Phase 5 – Verstetigung: Das KI-Botschafter-Programm sorgt dafür, dass KI-Kompetenz im Unternehmen bleibt – auch wenn die externe Begleitung endet.
KI-Botschafter-Programm: Damit KI-Kompetenz bleibt
Das häufigste Problem nach einem erfolgreichen KI-Rollout: Das Thema schläft wieder ein, sobald der externe Partner weg ist. Tagesgeschäft, Personalwechsel, neue Prioritäten – und die mühsam aufgebaute KI-Kompetenz verblasst.
Das KI-Botschafter-Programm von SESTdigital ist die Antwort darauf. Über 6 Monate werden interne Multiplikatoren aufgebaut – Mitarbeitende, die KI-Kompetenz in ihre Abteilungen tragen, Fragen beantworten, neue Kolleginnen und Kollegen einarbeiten und das Thema lebendig halten. Ein fester SESTdigital-Trainer begleitet das Programm kontinuierlich. Kein anderer Anbieter im Markt bietet ein vergleichbares Konzept für nachhaltige KI-Verankerung.
Checkliste: Was ein KI-Arbeitskreis wirklich braucht
Ein KI-Arbeitskreis ist nur so wirksam wie seine Grundausstattung. Diese Elemente sind nicht optional:
- Klares Mandat: Wer hat Entscheidungsbefugnis? Wer trägt Verantwortung?
- Dediziertes Budget: Ohne Ressourcen keine Umsetzung.
- Externe Expertise: Wissensinput, Moderation, Umsetzungsbegleitung.
- Rechtssichere KI-Richtlinien: Verbindliche Regeln für alle Mitarbeitenden – vor dem Rollout, nicht danach.
- Strukturierter Schulungsplan: AI Literacy für alle, Vertiefung für Schlüsselrollen.
- Technische Infrastruktur: Sichere KI-Tools, die Schatten-KI überflüssig machen.
- Interne Multiplikatoren: KI-Botschafter, die das Thema in den Abteilungen verankern.
Wer diese Checkliste durchgeht und Lücken findet, weiß, wo externe Unterstützung ansetzt.
SESTdigital: Full-Stack-Begleitung statt Teilberatung
Die meisten Anbieter im Markt sind entweder Trainer oder Berater oder Entwickler. SESTdigital ist alles drei – und das aus einer Hand. Seit 2021 hat das Team aus Grünwald bei München 10.000+ Menschen im sicheren und produktiven Umgang mit Künstlicher Intelligenz geschult, 700+ Seminare und Consultings durchgeführt und 25+ KI-Projekte implementiert.

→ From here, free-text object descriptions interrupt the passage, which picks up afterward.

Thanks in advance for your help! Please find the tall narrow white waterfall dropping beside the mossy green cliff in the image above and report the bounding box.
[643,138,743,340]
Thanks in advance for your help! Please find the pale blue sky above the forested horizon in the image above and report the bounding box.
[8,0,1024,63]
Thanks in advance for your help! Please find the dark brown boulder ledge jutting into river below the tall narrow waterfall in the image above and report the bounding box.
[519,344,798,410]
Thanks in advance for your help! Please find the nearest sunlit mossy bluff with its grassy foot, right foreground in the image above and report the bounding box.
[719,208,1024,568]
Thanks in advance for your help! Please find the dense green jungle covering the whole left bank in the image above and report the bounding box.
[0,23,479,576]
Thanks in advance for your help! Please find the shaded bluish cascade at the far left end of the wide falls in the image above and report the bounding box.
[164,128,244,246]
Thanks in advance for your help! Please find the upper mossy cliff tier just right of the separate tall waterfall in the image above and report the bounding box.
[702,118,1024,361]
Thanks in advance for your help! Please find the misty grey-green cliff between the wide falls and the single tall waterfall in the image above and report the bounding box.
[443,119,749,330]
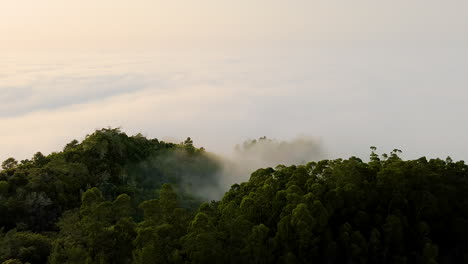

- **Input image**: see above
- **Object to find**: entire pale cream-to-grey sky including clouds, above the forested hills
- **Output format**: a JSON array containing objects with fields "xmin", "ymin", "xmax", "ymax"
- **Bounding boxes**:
[{"xmin": 0, "ymin": 0, "xmax": 468, "ymax": 163}]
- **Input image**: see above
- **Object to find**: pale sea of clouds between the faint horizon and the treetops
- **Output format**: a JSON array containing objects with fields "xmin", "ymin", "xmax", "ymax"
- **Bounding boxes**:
[{"xmin": 0, "ymin": 48, "xmax": 468, "ymax": 163}]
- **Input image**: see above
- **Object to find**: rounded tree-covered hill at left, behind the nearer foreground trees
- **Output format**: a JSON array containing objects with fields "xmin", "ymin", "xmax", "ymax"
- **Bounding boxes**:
[{"xmin": 0, "ymin": 129, "xmax": 221, "ymax": 232}]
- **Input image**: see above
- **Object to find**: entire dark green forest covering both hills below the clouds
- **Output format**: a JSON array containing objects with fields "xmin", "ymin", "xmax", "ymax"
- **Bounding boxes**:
[{"xmin": 0, "ymin": 128, "xmax": 468, "ymax": 264}]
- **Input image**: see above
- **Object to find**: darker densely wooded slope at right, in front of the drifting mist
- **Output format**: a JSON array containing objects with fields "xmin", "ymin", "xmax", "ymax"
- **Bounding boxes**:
[{"xmin": 176, "ymin": 150, "xmax": 468, "ymax": 263}]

Das bedeutet in der Praxis: Wer SESTdigital für einen KI-Arbeitskreis engagiert, bekommt nicht nur eine Strategie-Präsentation. Er bekommt rechtssichere Richtlinien, geschulte Mitarbeitende, ein funktionierendes Firmen-GPT und interne Multiplikatoren – alles aufeinander abgestimmt, alles aus einer Hand.
Das ist der Unterschied zwischen Beratung, die empfiehlt, und Begleitung, die umsetzt.